PARDISO's slow reordering step

PARDISO's slow reordering step

Hi,

PARDISO's reordering step looks very slow. Here's some statistics produced by PARDISO itself:

================  PARDISO: solving a real nonsymmetric system  ================


Summary PARDISO: ( reorder to factorize )
================

Times:
======
      Time fulladj: 0.011505 s
      Time reorder: 47.586437 s
      Time symbfct: 0.035378 s
      Time A to LU: 0.000000 s
      Time numfct : 0.033240 s
      Time malloc : 0.032921 s
      Time total  : 47.733567 s total - sum: 0.034086 s

Statistics:
===========
 < Parallel Direct Factorization with #processors: >         1
 < Numerical Factorization with Level-3 BLAS performance >

 < Linear system Ax = b>  
             #equations:                                     188224
             #non-zeros in A:                                215330
             non-zeros in A (%):                            0.000608

             #right-hand sides:                              0

 < Factors L and U > 
             #columns for each panel:                        128
             #independent subgraphs:                         0
 < Preprocessing with state of the art partitioning metis>
             #supernodes:                                    178361
             size of largest supernode:                      5
             number of nonzeros in L                       212862
             number of nonzeros in U                       4320
             number of nonzeros in L+U                     217182
             gflop   for the numerical factorization:        0.000066

             gflop/s for the numerical factorization:        0.002000

I run eight instances of PARDISO simultaneously on a dual-socket Xeon E5530 machine. Each of them works on a sparse banded matrix (bandwidth=61) similar to what produced the above. Is it normal that METIS takes nearly 50 secs to finish?

8 post / 0 nuovi
Ultimo contenuto
Per informazioni complete sulle ottimizzazioni del compilatore, consultare l'Avviso sull'ottimizzazione

Quoting - styc
Hi,

PARDISO's reordering step looks very slow. Here's some statistics produced by PARDISO itself:

================  PARDISO: solving a real nonsymmetric system  ================


Summary PARDISO: ( reorder to factorize )
================

Times:
======
Time fulladj: 0.011505 s
Time reorder: 47.586437 s
Time symbfct: 0.035378 s
Time A to LU: 0.000000 s
Time numfct : 0.033240 s
Time malloc : 0.032921 s
Time total : 47.733567 s total - sum: 0.034086 s

Statistics:
===========
< Parallel Direct Factorization with #processors: > 1
< Numerical Factorization with Level-3 BLAS performance >

< Linear system Ax = b>
#equations: 188224
#non-zeros in A: 215330
non-zeros in A (%): 0.000608

#right-hand sides: 0

< Factors L and U >
#columns for each panel: 128
#independent subgraphs: 0
< Preprocessing with state of the art partitioning metis>
#supernodes: 178361
size of largest supernode: 5
number of nonzeros in L 212862
number of nonzeros in U 4320
number of nonzeros in L+U 217182
gflop for the numerical factorization: 0.000066

gflop/s for the numerical factorization: 0.002000

I run eight instances of PARDISO simultaneously on a dual-socket Xeon E5530 machine. Each of them works on a sparse banded matrix (bandwidth=61) similar to what produced the above. Is it normal that METIS takes nearly 50 secs to finish?

Hello

There are several ways to reduce the reordering time. First of all, you can try to set iparm(2)=0 (the minimum degree algorithm is used instead of METIS) or iparm(2)=3 (the OpenMP version of the nested dissection from the METIS package is used). It should be noted that iparm(2)=3 is only available in the latestMKL 10.2 Gold.

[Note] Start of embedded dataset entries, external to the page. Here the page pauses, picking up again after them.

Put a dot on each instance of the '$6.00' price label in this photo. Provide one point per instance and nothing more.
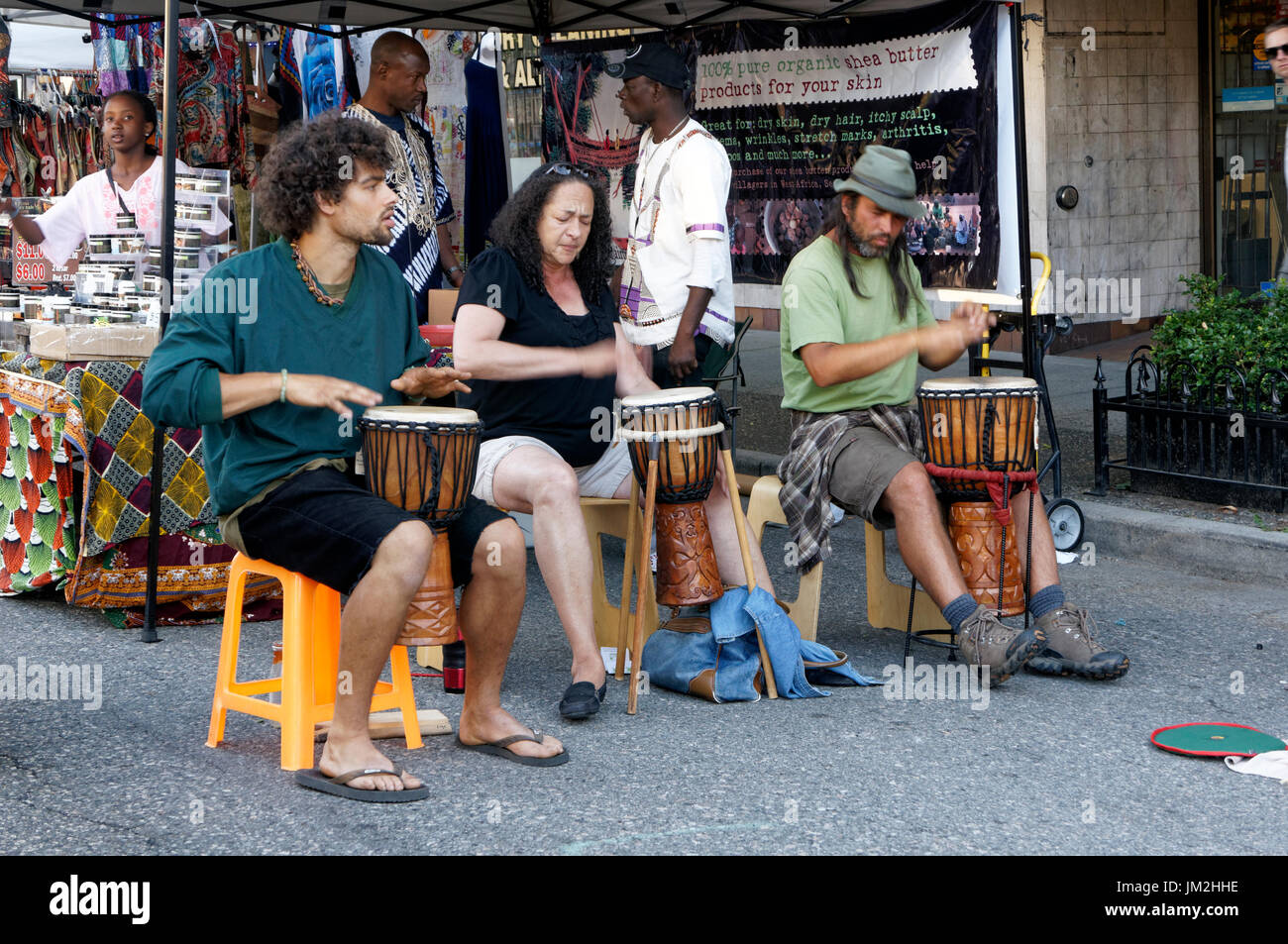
(29, 270)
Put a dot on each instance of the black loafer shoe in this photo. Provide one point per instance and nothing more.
(581, 699)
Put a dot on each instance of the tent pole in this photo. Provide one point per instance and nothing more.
(170, 145)
(1031, 351)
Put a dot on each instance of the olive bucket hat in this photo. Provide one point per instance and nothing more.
(885, 176)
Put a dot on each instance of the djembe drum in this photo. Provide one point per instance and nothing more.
(686, 424)
(423, 459)
(982, 447)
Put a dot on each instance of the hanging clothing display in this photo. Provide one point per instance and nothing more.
(286, 81)
(62, 129)
(445, 107)
(313, 75)
(5, 43)
(125, 55)
(484, 155)
(318, 73)
(211, 101)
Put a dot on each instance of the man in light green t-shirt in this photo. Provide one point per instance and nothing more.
(854, 327)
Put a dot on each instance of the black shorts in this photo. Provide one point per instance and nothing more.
(327, 526)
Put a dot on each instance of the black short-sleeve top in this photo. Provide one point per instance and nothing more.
(559, 411)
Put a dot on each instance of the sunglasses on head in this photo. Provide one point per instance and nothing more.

The another way is to set iparm(5)=1 anddefine your own permutation vector perm like perm(i)=i, i=1,2,.. , n (e.g. no row and column permutations). In this case, PARDISO will not perform reordering and only sympolic factorization will be done. However it might lead to increasing of time in factorization and solver steps.

All the best
Sergey

Hi

I also have the same problem. The PARDISO solver run very slow on the reordering phase. I observed that only 1 core running during reordering even when iparm[1] = 3 (the index is 1 since I called from C). I'm using Intel MKL bundled with Intel Composer 2013. Is it the MKL gold version?

BR

Bui

 

Hi Bui,

yes, Composer 2013 contains MKL version 11.1. This is Gold version.

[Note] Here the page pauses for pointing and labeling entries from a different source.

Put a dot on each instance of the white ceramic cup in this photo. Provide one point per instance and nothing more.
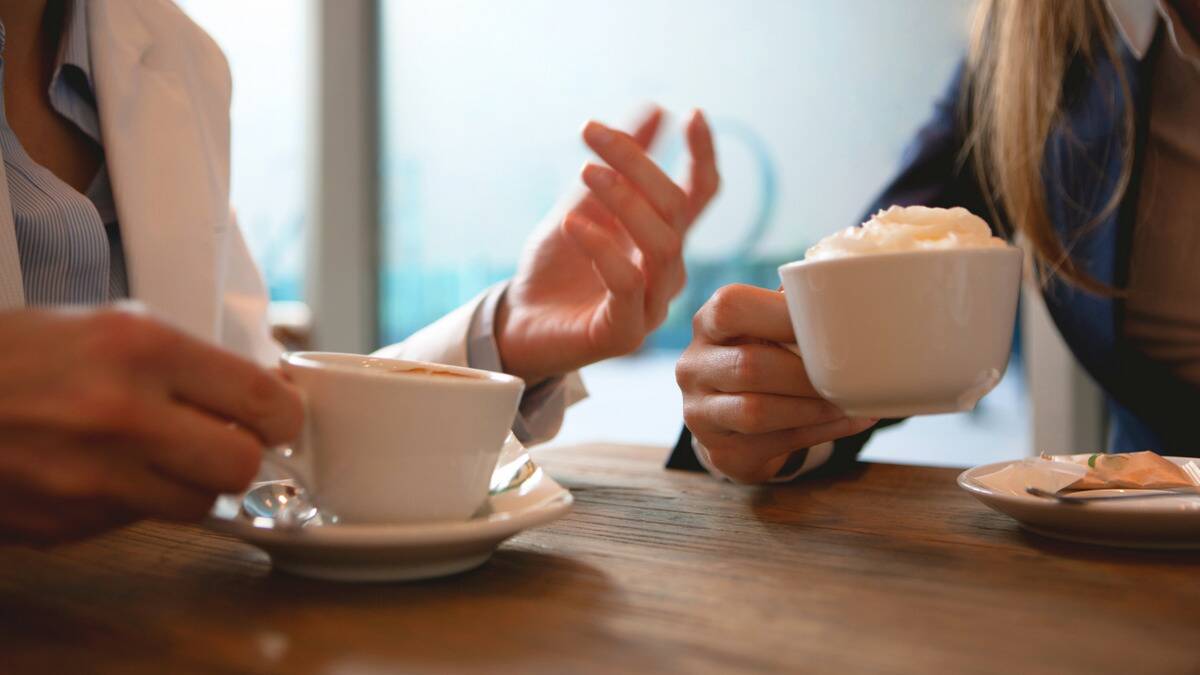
(390, 441)
(905, 333)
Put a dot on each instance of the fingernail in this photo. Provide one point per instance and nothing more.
(597, 133)
(598, 175)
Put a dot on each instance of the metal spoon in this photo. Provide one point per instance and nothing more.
(280, 503)
(286, 505)
(1078, 499)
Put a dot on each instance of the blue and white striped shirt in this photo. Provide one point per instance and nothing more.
(70, 244)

very slow -- can you give more details?  Did you compare it with another solver? What is the problem size? is that win or lin? 32 or 64 bit.

--Gennady

Yes, the problem size is 287342. Reordering time takes ~56s, factorization is ~20s and back substitution is ~2s. I set iparm[1] = 3. Live monitoring shows just 1 core running during reordering. The system is Debian 64 bit, number of threads=32.

BR

Bui

P/S: I did not compare with other solver in this example, but benchmark with other problems shows that PARDISO gives significant advantage for smaller problem size.

This is the setting for reordering step

        iparm[0] = 1; /* No solver default */
        iparm[1] = 3; /* Fill-in reordering from METIS */
        iparm[2] = omp_get_max_threads();
        iparm[3] = 0; /* no iterative-direct algorithm */
        iparm[4] = 0; /* No user fill-in reducing permutation */
        iparm[5] = 0; /* Write solution into x */
        iparm[6] = 0; /* Not in use */
        iparm[7] = 0; /* Max numbers of iterative refinement steps */
        iparm[8] = 0; /* Not in use */
        iparm[9] = 13; /* Perturb the pivot elements with 1E-13 */
        iparm[10] = 1; /* Use nonsymmetric permutation and scaling MPS */
        iparm[11] = 0; /* Not in use */
        iparm[12] = 1; /* Maximum weighted matching algorithm is switched-on (default for non-symmetric) */
        iparm[13] = 0; /* Output: Number of perturbed pivots */
        iparm[14] = 0; /* Not in use */
        iparm[15] = 0; /* Not in use */
        iparm[16] = 0; /* Not in use */
        iparm[17] = -1; /* Output: Number of nonzeros in the factor LU */
        iparm[18] = -1; /* Output: Mflops for LU factorization */
        iparm[19] = 0; /* Output: Numbers of CG Iterations */

 

one of the potential problem may be the free memory size available while running the application. 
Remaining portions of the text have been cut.